Lieferauftrag ABSCHNITT I: ÖFFENTLICHER AUFTRAGGEBER
I.1) NAME, ADRESSEN UND KONTAKTSTELLE(N)
LWV Hessen Zentrale Vergabestelle Ständeplatz 6-10 z. H. Bernd Schmidt 34117 Kassel DEUTSCHLAND Tel. +49 5611004-2569 E-Mail: zvs@lwv-hessen.de Fax +49 5611004-2645 Internet-Adresse(n) Hauptadresse des Auftraggebers http://www.lwv-hessen.de Weitere Auskünfte erteilen: die oben genannten Kontaktstellen Verdingungs-/Ausschreibungs- und ergänzende Unterlagen (einschließlich Unterlagen für den wettbewerblichen Dialog und ein dynamisches Beschaffungssystem) sind erhältlich bei: den oben genannten Kontaktstellen Angebote/Teilnahmeanträge sind zu richten an: die oben genannten Kontaktstellen
I.2) ART DES ÖFFENTLICHEN AUFTRAGGEBERS UND HAUPTTÄTIGKEIT(EN)
Sonstiges Kommunalverband höherer Ordnung Gesundheit Sozialwesen Der öffentliche Auftraggeber beschafft im Auftrag anderer öffentlicher Auftraggeber Nein ABSCHNITT II: AUFTRAGSGEGENSTAND
II.1) BESCHREIBUNG
II.1.1) Bezeichnung des Auftrags durch den Auftraggeber
Planung, Zubereitung und Lieferung von Mittagsverpflegung für die Freiherr-von-Schütz-Schule in Bad Camberg.
II.1.2) Art des Auftrags sowie Ort der Ausführung, Lieferung bzw.
Dienstleistung Lieferauftrag Kauf Hauptlieferort Frankfurter Str. 15-17 und Gisbert-Lieber-Str. 1, 65520 Bad Camberg, DEUTSCHLAND. NUTS-Code DE71D
II.1.3) Gegenstand der Bekanntmachung
Öffentlicher Auftrag
II.1.5) Kurze Beschreibung des Auftrags oder Beschaffungsvorhabens
Planung, Zubereitung und Lieferung von Mittagsverpflegung für die Freiherr-von-Schütz-Schule in Bad Camberg.
II.1.6) Gemeinsames Vokabular für öffentliche Aufträge (CPV)
55520000, 55523000, 55523100, 55524000
II.1.7) Auftrag fällt unter das Beschaffungsübereinkommen (GPA):
Ja
II.1.8) Aufteilung in Lose
Nein
II.1.9) Varianten/Alternativangebote sind zulässig:
Nein
II.2) MENGE ODER UMFANG DES AUFTRAGS
II.2.1) Gesamtmenge bzw. -umfang
Die Mittagsverpflegung wird an den Schultagen Montag, Dienstag, Mittwoch und Donnerstag von insgesamt ca. 200 Schülern (inkl.
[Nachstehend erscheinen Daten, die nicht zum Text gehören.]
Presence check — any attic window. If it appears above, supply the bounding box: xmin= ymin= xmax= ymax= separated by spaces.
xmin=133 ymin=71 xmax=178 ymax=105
Sonderkostform) eingenommen. Die Ferienregelung des Landes Hessen ist zu beachten. Der Vertrags besitzt zunächst Gültigkeit für das Schuljahr 2011/2012. Eine Verlängerungsoption besteht (siehe Nr. II 2.2).
II.2.2) Optionen
Ja Beschreibung der Optionen: Der Vertrag wird für das Schuljahr 2011 / 2012 abgeschlossen. Der erste Tag der Lieferung ist am Montag, den 08.August 2011, der letzte Tag der Lieferung ist am Mittwoch, den 28.Juni 2012. Der Vertrag verlängert sich um das Schuljahr 2012 / 2013 bis 4.7.2013, wenn weder der Auftragnehmer noch der Auftraggeber bis zum 30.4.2012 gekündigt haben. Zahl der möglichen Verlängerungen 1
II.3) VERTRAGSLAUFZEIT BZW. BEGINN UND ENDE DER AUFTRAGSAUSFÜHRUNG
Beginn: 8.8.2011. Ende: 28.6.2012 ABSCHNITT III: RECHTLICHE, WIRTSCHAFTLICHE, FINANZIELLE UND TECHNISCHE INFORMATIONEN
III.1) BEDINGUNGEN FÜR DEN AUFTRAG
III.1.2) Wesentliche Finanzierungs- und Zahlungsbedingungen bzw. Verweis
auf die maßgeblichen Vorschriften (falls zutreffend) Die Leistungen des Auftragnehmers werden monatlich nachträglich in Rechnung gestellt. Der Rechnungsausgleich erfolgt innerhalb von 14 Tagen nach Zugang einer prüffähigen Rechnung.
III.1.3) Rechtsform der Bietergemeinschaft, an die der Auftrag vergeben
wird Gesamtschuldnerisch haftend mit bevollmächtigtem Vertreter. Bei Bietergemeinschaften ist eine Eigenerklärung über die Bildung einer Bietergemeinschaft und die gesamtschuldnerische Haftung sowie die Benennung eines bevollmächtigten Vertreters vorzuglegen.
III.1.4) Sonstige besondere Bedingungen an die Auftragsausführung
Ja Der Bieter orientiert das Speisenangebot an den Empfehlungen der optimierten Mischkost (Optimix). Dabei handelt es sich um ein lebensmittel- und mahlzeitenbezogenes Konzept, das die Essensvorlieben von Kindern berücksichtigt. Die Grundregeln der Lebensmittelauswahl und Zusammensetzung sind für alle Altersgruppen gleich. Der Bieter kann ein mit Optimix vergleichbares Konzept anbieten. Auf eine ausführliche Darstellung ist zu achten. Die Getränke werden seitens der Schule angeboten und sind daher nicht im Lieferauftrag enthalten. Allgemein gilt: — Pflanzliche Lebensmittel reichlich, — Tierische Lebensmittel mäßig, — Fettreiche Lebensmittel sparsam, Die Anforderungen einer Optimierten Mischkost, sowie darüber hinausgehende konkreten Anforderungen sind in Teil II des Leistungsverzeichnisses aufgeführt. Die angebotene Verpflegung sollte sich in Anlehnung an diese Empfehlungen orientieren und in jedem Falle die damit verfolgten Zielsetzungen auf ebenfalls geeignete analoge Weise umsetzen. Sollte nicht das konkrete Optimix-Konzept angeboten werden, ist das angebotene Konzept beizufügen oder zu belegen z.B. durch Verweis auf Internetdarstellung etc. Siehe auch Verdingungsunterlagen!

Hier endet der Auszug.